Willa (hey - it used to be much more uncommon. She was named for her dad, William)
Alpha (nope, she was the second child)
Venice (2 of 'em! Pronounced Veneece, not like the city)
Lanier (as a middle name)
Milan (again, a middle name)
ShyAnne (yep - phonetically. We railed against that one, but no dice)
Janae
Shad
Irma
Maybelle
Corny
Oate
Aim
Bontje
My mothe is of French descent, so many of the names on her side sounded odd to me as a child, though I recognise that some of them are fairly common now. Odette and Danica are a couple that I’ve not heard elsewhere though, and my mother got the French version of Theresa for her middle name
My father’s side was a lot more bland, but his step-father (who was also of French descent, unlike my father), got saddled with the name Ulysses–he went by the equally unusual name of Romie.
Temperance (several of these on both sides of the family)
Roda-Joicee
Myrticine
Boys:
Arlington (2 of them)
Abishalom (a variant of Absalom, of course)
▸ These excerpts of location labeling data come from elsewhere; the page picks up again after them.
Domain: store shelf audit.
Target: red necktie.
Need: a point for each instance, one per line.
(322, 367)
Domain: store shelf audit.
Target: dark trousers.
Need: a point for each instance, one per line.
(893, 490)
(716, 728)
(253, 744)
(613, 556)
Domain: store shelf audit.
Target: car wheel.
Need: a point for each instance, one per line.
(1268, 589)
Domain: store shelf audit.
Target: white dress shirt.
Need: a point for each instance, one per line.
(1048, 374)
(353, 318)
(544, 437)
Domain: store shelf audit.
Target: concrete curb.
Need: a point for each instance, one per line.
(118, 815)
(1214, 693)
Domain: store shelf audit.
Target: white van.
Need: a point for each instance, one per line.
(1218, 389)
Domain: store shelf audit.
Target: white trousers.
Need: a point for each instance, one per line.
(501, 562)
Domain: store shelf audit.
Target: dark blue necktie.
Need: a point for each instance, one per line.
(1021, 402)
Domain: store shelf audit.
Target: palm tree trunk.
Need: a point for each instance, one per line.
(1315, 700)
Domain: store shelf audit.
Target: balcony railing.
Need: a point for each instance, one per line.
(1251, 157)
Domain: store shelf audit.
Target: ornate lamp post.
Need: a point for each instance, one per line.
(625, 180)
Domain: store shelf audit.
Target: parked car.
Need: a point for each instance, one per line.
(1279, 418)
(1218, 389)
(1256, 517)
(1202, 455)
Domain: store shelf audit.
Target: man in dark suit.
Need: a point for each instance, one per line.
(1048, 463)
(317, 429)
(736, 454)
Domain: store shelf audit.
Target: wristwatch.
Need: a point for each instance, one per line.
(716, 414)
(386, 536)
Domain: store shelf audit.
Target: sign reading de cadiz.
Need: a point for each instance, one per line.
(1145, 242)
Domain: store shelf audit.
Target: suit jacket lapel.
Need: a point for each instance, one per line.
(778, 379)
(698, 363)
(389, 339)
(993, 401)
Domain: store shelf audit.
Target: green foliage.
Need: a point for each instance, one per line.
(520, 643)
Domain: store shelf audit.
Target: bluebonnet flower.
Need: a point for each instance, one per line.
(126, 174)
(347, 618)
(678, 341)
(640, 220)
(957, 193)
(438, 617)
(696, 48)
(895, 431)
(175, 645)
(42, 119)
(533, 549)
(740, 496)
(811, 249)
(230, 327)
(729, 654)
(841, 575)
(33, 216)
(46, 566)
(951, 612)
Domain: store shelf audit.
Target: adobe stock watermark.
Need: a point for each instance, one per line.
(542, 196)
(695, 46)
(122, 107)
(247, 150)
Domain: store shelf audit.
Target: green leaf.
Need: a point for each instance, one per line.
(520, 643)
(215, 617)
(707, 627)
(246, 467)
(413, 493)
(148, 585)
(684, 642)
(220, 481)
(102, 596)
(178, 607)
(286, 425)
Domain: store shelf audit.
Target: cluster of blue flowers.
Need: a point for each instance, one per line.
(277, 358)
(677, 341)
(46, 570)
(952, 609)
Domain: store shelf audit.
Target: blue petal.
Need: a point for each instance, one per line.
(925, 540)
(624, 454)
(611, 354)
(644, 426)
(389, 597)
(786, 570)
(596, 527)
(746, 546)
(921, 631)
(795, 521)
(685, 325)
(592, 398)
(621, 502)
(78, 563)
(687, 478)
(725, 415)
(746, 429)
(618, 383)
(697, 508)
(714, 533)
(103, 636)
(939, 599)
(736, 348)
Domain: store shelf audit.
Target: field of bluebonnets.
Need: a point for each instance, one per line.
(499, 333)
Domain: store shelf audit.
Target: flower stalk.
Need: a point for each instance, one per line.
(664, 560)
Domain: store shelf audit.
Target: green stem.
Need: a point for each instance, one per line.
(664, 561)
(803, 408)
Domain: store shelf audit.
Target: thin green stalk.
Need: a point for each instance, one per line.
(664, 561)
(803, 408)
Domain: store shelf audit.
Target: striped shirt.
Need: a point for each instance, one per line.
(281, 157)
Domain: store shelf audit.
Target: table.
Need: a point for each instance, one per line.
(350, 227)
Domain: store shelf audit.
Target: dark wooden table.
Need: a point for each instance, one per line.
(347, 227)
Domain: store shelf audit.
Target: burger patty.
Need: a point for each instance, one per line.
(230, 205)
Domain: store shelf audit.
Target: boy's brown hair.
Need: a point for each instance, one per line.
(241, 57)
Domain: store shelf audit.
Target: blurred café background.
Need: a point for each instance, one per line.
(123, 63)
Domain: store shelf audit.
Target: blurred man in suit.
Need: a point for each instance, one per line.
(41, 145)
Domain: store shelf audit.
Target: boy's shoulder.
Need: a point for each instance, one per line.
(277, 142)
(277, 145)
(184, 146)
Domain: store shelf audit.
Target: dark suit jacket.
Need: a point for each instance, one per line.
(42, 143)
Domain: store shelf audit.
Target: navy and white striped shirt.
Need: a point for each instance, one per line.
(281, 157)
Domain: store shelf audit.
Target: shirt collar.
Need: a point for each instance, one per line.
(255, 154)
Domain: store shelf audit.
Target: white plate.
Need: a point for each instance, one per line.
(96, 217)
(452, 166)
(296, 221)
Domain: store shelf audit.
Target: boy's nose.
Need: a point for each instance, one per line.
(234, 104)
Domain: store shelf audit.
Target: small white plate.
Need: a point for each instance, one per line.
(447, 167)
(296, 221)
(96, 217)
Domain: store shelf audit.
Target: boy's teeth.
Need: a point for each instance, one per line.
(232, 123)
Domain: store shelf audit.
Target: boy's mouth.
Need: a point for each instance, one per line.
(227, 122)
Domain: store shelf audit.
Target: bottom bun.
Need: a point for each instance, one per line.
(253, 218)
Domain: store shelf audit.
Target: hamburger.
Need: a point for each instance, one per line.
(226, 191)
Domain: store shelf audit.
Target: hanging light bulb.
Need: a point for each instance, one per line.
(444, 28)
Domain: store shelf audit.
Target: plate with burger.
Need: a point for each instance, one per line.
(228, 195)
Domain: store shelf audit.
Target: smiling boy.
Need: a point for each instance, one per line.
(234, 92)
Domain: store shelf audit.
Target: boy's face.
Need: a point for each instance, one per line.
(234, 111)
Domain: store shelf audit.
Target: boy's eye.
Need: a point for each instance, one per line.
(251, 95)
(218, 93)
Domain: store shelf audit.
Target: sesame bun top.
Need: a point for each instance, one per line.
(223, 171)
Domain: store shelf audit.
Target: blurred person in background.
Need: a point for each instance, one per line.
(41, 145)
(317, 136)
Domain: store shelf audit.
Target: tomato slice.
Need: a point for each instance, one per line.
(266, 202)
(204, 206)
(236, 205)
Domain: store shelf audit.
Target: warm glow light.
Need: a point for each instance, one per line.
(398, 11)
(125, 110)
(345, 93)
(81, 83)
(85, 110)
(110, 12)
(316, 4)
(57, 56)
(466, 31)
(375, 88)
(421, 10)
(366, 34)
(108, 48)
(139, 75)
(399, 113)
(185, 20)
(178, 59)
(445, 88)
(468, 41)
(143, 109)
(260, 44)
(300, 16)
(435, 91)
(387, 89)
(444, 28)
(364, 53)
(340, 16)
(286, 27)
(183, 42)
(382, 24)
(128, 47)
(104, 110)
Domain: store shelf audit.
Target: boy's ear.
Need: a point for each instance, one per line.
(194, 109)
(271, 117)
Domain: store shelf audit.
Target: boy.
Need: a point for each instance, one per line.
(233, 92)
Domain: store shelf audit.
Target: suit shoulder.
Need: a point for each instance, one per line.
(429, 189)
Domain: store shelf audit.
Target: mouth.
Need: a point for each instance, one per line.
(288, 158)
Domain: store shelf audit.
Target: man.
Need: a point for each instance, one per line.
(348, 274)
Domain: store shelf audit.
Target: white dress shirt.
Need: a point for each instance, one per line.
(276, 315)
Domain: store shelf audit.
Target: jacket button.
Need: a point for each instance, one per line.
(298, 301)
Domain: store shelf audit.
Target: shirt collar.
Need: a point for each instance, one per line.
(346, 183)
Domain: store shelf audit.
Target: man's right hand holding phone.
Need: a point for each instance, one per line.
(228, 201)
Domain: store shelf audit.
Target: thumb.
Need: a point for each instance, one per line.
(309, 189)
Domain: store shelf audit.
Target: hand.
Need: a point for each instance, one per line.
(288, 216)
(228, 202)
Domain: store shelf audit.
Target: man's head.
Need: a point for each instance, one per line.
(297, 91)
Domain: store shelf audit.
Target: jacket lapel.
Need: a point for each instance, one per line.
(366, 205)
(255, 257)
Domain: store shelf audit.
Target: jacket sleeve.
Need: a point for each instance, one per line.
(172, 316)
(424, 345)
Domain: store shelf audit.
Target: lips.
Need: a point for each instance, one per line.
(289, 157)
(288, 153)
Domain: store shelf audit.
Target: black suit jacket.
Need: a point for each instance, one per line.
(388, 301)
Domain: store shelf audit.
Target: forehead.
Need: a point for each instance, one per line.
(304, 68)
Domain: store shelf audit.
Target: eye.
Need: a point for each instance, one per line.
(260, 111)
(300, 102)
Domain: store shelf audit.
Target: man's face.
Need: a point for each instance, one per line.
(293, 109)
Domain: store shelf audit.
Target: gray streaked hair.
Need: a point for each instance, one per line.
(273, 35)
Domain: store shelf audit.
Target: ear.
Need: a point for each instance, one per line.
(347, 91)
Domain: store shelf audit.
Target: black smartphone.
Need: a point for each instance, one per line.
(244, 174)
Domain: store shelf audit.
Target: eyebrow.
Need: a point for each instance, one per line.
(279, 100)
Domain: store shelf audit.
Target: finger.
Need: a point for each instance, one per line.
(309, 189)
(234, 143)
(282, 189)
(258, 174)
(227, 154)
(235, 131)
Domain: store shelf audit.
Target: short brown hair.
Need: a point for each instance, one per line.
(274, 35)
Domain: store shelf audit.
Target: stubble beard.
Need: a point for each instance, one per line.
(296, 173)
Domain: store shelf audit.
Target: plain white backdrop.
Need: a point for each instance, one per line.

Salathiel (it appears in the begatting section of the Bible; the last member with this name died this year in his early 90s)
Robert Toombs (the name of a particularly vicious white-supremacist Confederate [even by Confederate standards he was a fanatic] for whom 3 members of the family were named [all in the same line, the younger two named for the elder two])
Yancey (also dates to the Civil War and for Alabama politician Wm. Lowndes Yancey, though the current holder is an 80-something woman)
Zadock (the last holder died a few years ago and he was at least the 4th)
The weirdest (and there are 6 members who have one or the other of these names including 2 who have both): Judieth Tresvant [sometimes spelled Trezevant].
My father/grandfather’s given names were Stephen Garland, both of which mean “wreath” or “crown”- I’m not sure if this was coincidental.
My mother’s name was the quintessential southern belle name, Blanche, though she was named for the silent film actress Blanche Sweet (who my grandmother was a huge fan of- had she been a boy her name would have been Douglas after D. Fairbanks).